Samuel Butler: The Way of All Flesh

53. CHAPTER LIII (continued)

To his friend Dawson I find him saying a little later on: "Pryer and I continue our walks, working out each other's thoughts. At first he used to do all the thinking, but I think I am pretty well abreast of him now, and rather chuckle at seeing that he is already beginning to modify some of the views he held most strongly when I first knew him.

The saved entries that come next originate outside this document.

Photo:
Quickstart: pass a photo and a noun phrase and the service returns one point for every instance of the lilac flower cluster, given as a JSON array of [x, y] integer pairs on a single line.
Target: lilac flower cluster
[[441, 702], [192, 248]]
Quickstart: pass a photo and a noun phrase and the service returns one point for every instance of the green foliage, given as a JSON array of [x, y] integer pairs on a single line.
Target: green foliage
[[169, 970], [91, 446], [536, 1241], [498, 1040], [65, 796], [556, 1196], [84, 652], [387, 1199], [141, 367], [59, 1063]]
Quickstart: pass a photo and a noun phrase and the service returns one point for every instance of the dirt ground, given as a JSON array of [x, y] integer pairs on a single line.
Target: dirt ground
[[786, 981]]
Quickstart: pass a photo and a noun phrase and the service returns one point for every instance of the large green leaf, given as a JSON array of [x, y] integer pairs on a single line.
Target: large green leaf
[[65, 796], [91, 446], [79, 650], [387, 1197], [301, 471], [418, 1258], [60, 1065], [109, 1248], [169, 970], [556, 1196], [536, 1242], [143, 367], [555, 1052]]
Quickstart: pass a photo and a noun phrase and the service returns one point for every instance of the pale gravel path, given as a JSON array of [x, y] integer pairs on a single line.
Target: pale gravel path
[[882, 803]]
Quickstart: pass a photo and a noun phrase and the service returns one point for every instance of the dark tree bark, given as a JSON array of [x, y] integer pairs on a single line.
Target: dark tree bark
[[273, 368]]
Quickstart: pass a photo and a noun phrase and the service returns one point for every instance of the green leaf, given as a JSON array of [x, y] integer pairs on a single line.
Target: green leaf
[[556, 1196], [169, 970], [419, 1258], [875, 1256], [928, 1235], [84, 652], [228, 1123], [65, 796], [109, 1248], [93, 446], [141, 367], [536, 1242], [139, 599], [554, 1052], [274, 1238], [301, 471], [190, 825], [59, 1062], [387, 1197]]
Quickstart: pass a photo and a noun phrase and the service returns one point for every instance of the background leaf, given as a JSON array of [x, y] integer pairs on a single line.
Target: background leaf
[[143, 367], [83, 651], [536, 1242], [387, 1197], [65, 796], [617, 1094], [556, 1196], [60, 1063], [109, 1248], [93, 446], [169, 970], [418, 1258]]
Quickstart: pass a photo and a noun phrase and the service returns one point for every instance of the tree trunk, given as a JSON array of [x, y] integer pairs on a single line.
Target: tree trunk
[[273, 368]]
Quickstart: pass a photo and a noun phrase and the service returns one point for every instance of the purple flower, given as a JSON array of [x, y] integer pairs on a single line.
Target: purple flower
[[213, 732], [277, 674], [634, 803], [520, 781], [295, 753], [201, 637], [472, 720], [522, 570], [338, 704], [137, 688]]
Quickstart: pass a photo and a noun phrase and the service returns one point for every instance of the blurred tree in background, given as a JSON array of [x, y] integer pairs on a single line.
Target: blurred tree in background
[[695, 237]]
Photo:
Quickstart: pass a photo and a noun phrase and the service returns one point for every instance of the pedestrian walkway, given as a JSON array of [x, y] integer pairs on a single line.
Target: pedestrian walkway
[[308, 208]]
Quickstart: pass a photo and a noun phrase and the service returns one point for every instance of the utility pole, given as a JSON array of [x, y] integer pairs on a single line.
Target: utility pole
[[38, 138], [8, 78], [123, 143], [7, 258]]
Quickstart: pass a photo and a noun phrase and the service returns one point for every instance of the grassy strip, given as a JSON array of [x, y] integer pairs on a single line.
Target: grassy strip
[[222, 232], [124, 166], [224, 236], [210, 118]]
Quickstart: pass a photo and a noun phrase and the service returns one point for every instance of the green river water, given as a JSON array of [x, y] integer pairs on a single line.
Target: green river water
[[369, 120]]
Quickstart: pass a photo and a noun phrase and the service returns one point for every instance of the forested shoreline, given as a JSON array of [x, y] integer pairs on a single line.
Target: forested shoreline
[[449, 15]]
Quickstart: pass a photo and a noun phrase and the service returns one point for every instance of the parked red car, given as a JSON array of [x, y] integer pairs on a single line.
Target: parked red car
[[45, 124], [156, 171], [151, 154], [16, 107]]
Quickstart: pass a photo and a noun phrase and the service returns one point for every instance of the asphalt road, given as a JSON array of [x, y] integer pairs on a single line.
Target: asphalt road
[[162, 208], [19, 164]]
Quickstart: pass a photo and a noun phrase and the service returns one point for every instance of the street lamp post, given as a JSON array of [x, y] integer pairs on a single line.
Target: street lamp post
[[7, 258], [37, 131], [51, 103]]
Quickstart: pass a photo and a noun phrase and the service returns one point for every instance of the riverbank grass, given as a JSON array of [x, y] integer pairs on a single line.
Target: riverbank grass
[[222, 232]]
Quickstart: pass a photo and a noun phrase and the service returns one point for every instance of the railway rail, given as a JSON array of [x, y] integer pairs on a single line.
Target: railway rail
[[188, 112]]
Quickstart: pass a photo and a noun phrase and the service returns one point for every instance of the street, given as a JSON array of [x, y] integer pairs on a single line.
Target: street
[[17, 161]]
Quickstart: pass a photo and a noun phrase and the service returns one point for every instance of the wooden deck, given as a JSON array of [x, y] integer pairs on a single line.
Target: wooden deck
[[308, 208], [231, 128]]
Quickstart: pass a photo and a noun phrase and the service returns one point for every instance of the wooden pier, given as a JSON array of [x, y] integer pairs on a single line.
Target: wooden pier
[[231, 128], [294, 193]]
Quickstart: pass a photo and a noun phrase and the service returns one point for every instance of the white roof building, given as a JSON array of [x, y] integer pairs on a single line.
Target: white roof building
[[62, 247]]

"Then I think he was on the high road to Rome; now, however, he seems to be a good deal struck with a suggestion of mine in which you, too, perhaps may be interested. You see we must infuse new life into the Church somehow; we are not holding our own against either Rome or infidelity." (I may say in passing that I do not believe Ernest had as yet ever seen an infidel--not to speak to.) "I proposed, therefore, a few days back to Pryer--and he fell in eagerly with the proposal as soon as he saw that I had the means of carrying it out--that we should set on foot a spiritual movement somewhat analogous to the Young England movement of twenty years ago, the aim of which shall be at once to outbid Rome on the one hand, and scepticism on the other. For this purpose I see nothing better than the foundation of an institution or college for placing the nature and treatment of sin on a more scientific basis than it rests at present. We want--to borrow a useful term of Pryer's--a College of Spiritual Pathology where young men" (I suppose Ernest thought he was no longer young by this time) "may study the nature and treatment of the sins of the soul as medical students study those of the bodies of their patients. Such a college, as you will probably admit, will approach both Rome on the one hand, and science on the other--Rome, as giving the priesthood more skill, and therefore as paving the way for their obtaining greater power, and science, by recognising that even free thought has a certain kind of value in spiritual enquiries. To this purpose Pryer and I have resolved to devote ourselves henceforth heart and soul.

"Of course, my ideas are still unshaped, and all will depend upon the men by whom the college is first worked. I am not yet a priest, but Pryer is, and if I were to start the College, Pryer might take charge of it for a time and I work under him nominally as his subordinate. Pryer himself suggested this. Is it not generous of him?